[It will be necessary, ere long, to establish a Society for the Preservation of the Memory of the Stuart Kings of England, from Universal Execration; so much is it now seen, that, stripped of the mantle of their Kingship, they were unworthy of the name of English Gentlemen. Scotland could have sent us many a better bred family!
What a picture has the good Archbishop given us of the English King and Court in the first days of the reign of the so called Royal Martyr. Charles, first claiming for himself an unbounded power over his subjects, and then lavishly bestowing it on his favourite Buckingham, is the modern counterpart of Nebuchadnezzar setting up his golden image "in the plain of Dura, in the province of Babylon."

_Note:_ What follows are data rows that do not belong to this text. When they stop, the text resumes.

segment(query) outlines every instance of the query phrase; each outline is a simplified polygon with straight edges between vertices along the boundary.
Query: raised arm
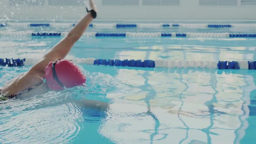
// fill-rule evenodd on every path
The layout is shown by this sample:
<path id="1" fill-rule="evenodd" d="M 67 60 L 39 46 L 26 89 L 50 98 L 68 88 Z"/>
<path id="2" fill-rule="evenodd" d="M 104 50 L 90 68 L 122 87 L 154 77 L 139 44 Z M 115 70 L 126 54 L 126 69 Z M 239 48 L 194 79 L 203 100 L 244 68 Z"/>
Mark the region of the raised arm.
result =
<path id="1" fill-rule="evenodd" d="M 90 0 L 90 6 L 92 9 L 97 11 L 92 0 Z M 53 46 L 30 71 L 44 73 L 46 67 L 50 62 L 64 59 L 68 55 L 75 43 L 82 36 L 93 19 L 91 13 L 89 12 L 75 26 L 67 36 Z"/>

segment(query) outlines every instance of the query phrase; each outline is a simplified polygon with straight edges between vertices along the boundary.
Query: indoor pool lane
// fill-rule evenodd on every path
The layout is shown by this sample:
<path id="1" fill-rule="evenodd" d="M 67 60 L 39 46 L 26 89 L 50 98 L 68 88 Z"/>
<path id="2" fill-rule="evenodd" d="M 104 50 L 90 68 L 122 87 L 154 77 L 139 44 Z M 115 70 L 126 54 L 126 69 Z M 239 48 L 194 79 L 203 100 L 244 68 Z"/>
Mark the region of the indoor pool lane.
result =
<path id="1" fill-rule="evenodd" d="M 68 29 L 0 28 L 0 32 L 9 35 L 0 36 L 0 58 L 42 57 L 63 37 L 27 34 Z M 241 29 L 90 27 L 87 32 L 256 31 Z M 66 58 L 253 61 L 255 39 L 87 35 L 75 43 Z M 256 141 L 254 70 L 78 65 L 87 76 L 85 88 L 0 102 L 0 143 L 248 144 Z M 0 87 L 31 66 L 0 67 Z"/>

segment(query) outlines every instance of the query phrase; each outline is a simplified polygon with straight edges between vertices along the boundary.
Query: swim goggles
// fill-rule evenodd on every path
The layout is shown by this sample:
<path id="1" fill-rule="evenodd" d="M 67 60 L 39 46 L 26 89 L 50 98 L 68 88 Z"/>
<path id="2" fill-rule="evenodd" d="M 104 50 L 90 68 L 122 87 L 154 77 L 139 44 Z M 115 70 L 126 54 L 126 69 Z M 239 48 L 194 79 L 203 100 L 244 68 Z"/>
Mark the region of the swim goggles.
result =
<path id="1" fill-rule="evenodd" d="M 53 70 L 53 79 L 56 80 L 57 82 L 58 82 L 58 83 L 60 86 L 61 86 L 61 87 L 62 87 L 64 89 L 66 89 L 67 88 L 65 85 L 64 85 L 60 82 L 58 76 L 57 76 L 56 70 L 55 69 L 55 65 L 56 65 L 56 63 L 57 63 L 58 61 L 60 60 L 61 60 L 61 59 L 58 59 L 54 62 L 53 62 L 53 65 L 52 66 L 52 69 Z"/>

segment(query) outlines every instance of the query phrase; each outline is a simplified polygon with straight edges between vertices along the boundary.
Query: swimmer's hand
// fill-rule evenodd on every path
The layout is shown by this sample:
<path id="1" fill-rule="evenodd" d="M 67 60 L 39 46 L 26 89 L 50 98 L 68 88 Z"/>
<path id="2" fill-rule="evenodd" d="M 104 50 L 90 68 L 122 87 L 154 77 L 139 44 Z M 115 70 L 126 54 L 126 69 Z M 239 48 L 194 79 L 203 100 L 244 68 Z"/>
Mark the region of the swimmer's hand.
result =
<path id="1" fill-rule="evenodd" d="M 93 0 L 89 0 L 90 1 L 90 8 L 91 10 L 93 10 L 95 12 L 98 12 L 97 10 L 97 7 L 96 5 L 94 4 Z"/>

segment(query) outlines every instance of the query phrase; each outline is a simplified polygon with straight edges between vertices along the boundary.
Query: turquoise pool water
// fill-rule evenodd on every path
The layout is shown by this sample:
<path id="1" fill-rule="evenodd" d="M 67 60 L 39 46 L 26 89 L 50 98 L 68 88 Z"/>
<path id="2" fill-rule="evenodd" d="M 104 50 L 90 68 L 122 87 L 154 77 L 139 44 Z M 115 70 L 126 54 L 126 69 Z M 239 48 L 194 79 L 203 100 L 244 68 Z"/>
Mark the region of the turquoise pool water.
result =
<path id="1" fill-rule="evenodd" d="M 28 30 L 68 29 L 0 28 L 2 31 Z M 189 30 L 230 30 L 88 29 Z M 250 31 L 253 32 L 256 29 Z M 0 58 L 37 58 L 61 39 L 2 36 Z M 255 40 L 83 37 L 67 58 L 253 61 Z M 87 76 L 85 88 L 49 92 L 0 104 L 0 143 L 248 144 L 256 140 L 254 70 L 79 66 Z M 0 87 L 30 68 L 0 67 Z M 109 106 L 95 108 L 88 105 L 89 100 Z"/>

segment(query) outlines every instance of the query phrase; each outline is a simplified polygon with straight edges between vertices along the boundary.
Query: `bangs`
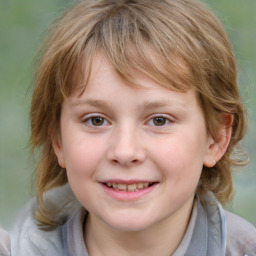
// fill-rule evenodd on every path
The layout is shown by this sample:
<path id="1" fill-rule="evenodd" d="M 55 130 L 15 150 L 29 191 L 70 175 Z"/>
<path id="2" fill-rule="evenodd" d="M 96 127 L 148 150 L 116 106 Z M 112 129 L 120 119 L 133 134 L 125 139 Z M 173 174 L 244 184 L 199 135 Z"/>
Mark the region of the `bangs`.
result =
<path id="1" fill-rule="evenodd" d="M 86 87 L 93 58 L 98 53 L 106 55 L 117 74 L 131 86 L 139 86 L 134 75 L 137 71 L 172 90 L 185 92 L 195 84 L 191 63 L 195 58 L 191 56 L 191 46 L 185 43 L 182 33 L 176 32 L 182 24 L 170 24 L 170 21 L 156 18 L 159 10 L 147 8 L 143 1 L 129 2 L 122 6 L 115 4 L 112 8 L 108 6 L 104 15 L 101 13 L 99 19 L 96 16 L 87 37 L 80 38 L 83 46 L 76 56 L 73 74 L 68 76 L 72 77 L 72 84 L 64 83 L 62 90 L 66 96 L 74 85 Z M 150 15 L 150 12 L 155 13 Z M 80 43 L 70 52 L 76 53 L 75 47 Z"/>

Note that this Narrative was written without the faintest conception or realisation of such a possibility as a national rising under the guidance of the Long Parliament. The two characters, of Laud at p. [548], and of Buckingham at p. [574], are Eye-Witness portraits, and should be included, unabridged, in every future History of England. Imagine an Archbishop scornfully speaking (p. [548]) of Bishop Laud as "what a sweet man he was likely to be!"
It should be also remembered that Laud records in his Diary, that on the 2nd October, 1626 (i.e., nine months before the Archbishop's present Narrative was written), Charles I. promised him the reversion of the Archbishopric, when Doctor Abbot should die.]
[Historical Collections, i. 435. Ed. 1659.]
Archbishop Abbot, having been long slighted at Court, now fell under the King's high displeasure; for refusing to license Doctor Sibthorp's sermon, entitled Apostolical Obedience, as he was commanded; and, not long after, he was sequestered from his Office, and a Commission was granted to the Bishops of London, Durham, Rochester, Oxford, and Doctor, Laud, Bishop of Bath and Wells, to exercise archiepiscopal jurisdiction.
The Commission is followeth—
Charles, by the grace of GOD, King of England, Scotland, France, and Ireland; Defender of the Faith, &c. To the Right Reverend Father in GOD, George [Montaigne], Bishop of London; and to the Right Reverend Father in GOD, our trusty and well beloved Councillor, Richard [Neyle], Lord Bishop of Durham; and to the Right Reverend Father in GOD, John [Buckeridge], Lord Bishop of Rochester; and to the Right Reverend Father in GOD, John [Howson], Lord Bishop of Oxford; and to the Right Reverend Father in GOD, our Right Trusty and Well Beloved Councillor, William [Laud], Lord Bishop of Bath and Wells.